In the fall, however, a much larger force, several hundred strong, made up of British regulars, Loyalist provincial units and Haudenosaunee warriors entered the valley from the west. On October 24, they once again plundered Currytown, but did not burn any buildings to prevent rising smoke from warning Willett and the militia of their presence. Although Ross's men captured a pair of militia scouts, their disappearance and subsequent sightings by local settlers quickly spread the alarm through the valley. But before Willett was able to organize the valley's defense, the raiding party attacked Warrensborough on the south side of the Mohawk River. Major John Ross later reported that "before 12 O’clock the whole Settlement for seven miles was in flames, near 100 farms, three Mills and a large Granary for Public Service were reduced to Ashes, the Cattle and Stock of all kinds were likewise destroyed. The Inhabitants fled precipitately in the Night."

At Warrensborough, Ross learned that "the Rebels were on their march from every Quarter." He decided that the expedition would ford the Mohawk River near Johnstown, then head north through the wilderness to Carleton Island.

==Battle==

Willett gathered a force of 416 militiamen and began pursuing the raiding party. He encountered Ross's men at Johnstown late in the afternoon of October 25. As the forces met, a series of small skirmishes broke out in and around the village.

Ross had over 700 men under his command, including 155 British regulars and 310 provincials from Butler's Rangers, the King's Royal Regiment of New York and Leake's Independent Company. Also with the expedition were roughly 100 Haudenosaunee warriors under the direction of Captain Gilbert Tice of the British Indian Department and Mohawk war chief David Hill (Karonghyontye).

Willett was outnumbered, but he divided his forces and sent half his men with Major Aaron Rowley around the enemy flank to attack them from the rear. He advanced with the rest across an open field towards the British, who had formed lines at the edge of a wood. An intense fight followed, during which the only artillery piece on the field—originally in the possession of Willett's men—was captured and recaptured repeatedly. For unknown reasons, the militia on the American right flank suddenly turned and fled.
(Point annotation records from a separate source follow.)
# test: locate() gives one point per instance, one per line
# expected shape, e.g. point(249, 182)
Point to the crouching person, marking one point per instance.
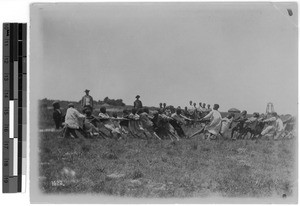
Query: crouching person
point(275, 127)
point(72, 122)
point(90, 124)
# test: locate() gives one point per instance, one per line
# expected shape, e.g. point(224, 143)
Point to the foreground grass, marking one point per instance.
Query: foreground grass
point(152, 168)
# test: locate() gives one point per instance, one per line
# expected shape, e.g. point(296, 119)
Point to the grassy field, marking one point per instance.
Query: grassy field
point(151, 168)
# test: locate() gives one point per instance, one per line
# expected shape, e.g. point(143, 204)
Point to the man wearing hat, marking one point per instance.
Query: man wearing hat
point(57, 115)
point(72, 122)
point(137, 103)
point(87, 100)
point(275, 126)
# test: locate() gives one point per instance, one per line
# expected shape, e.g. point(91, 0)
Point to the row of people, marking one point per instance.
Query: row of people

Willett was saved by the arrival of Rowley’s force, which struck the British right flank just as Ross was about to exploit the collapse of the American line. The engagement then dissolved into chaotic, small-unit actions. Fighting continued sporadically, but as darkness fell, Ross ordered his men to withdraw.

Ross later reported 11 killed, 11 wounded and 32 taken prisoner, while the Americans suffered 12 killed, 24 wounded and 5 taken prisoner.

Ross subsequently allowed some of his prisoners to escape. The prisoners had been falsely told that the British intended to head west. Based on this false intelligence, Willett proceeded to Stone Arabia, but after several hours waiting for Ross to appear, he realized he had been deceived. On October 28, his scouts discovered Ross's trail. Willett immediately set out in pursuit with 400 troops and 60 Oneida warriors.

Despite wet snow and rain, which slowed both forces, Willett caught up with the British rear guard near West Canada Creek on October 30. In the ensuing skirmish Walter Butler was killed. Witnesses to the skirmish later provided several contradictory accounts, including claims that Butler shouted, "Shoot and be damned," and that Louis Cook (Akiatonharónkwen), who led a contingent of Oneida that had joined Willett after the Battle of Johnstown, fired the fatal shot. Most accounts agree that Butler was killed by a shot to the head from an Oneida warrior, that he was scalped and stripped of his uniform, and that his corpse was left at the scene.

Willett decided to discontinue the pursuit. Ross continued north and reached Carleton Island on November 6.

==Aftermath==

Willett's victory at Johnstown occurred at about the same time that word reached the area of the British surrender at Yorktown. Consequently, it marked the last significant engagement in the Mohawk Valley.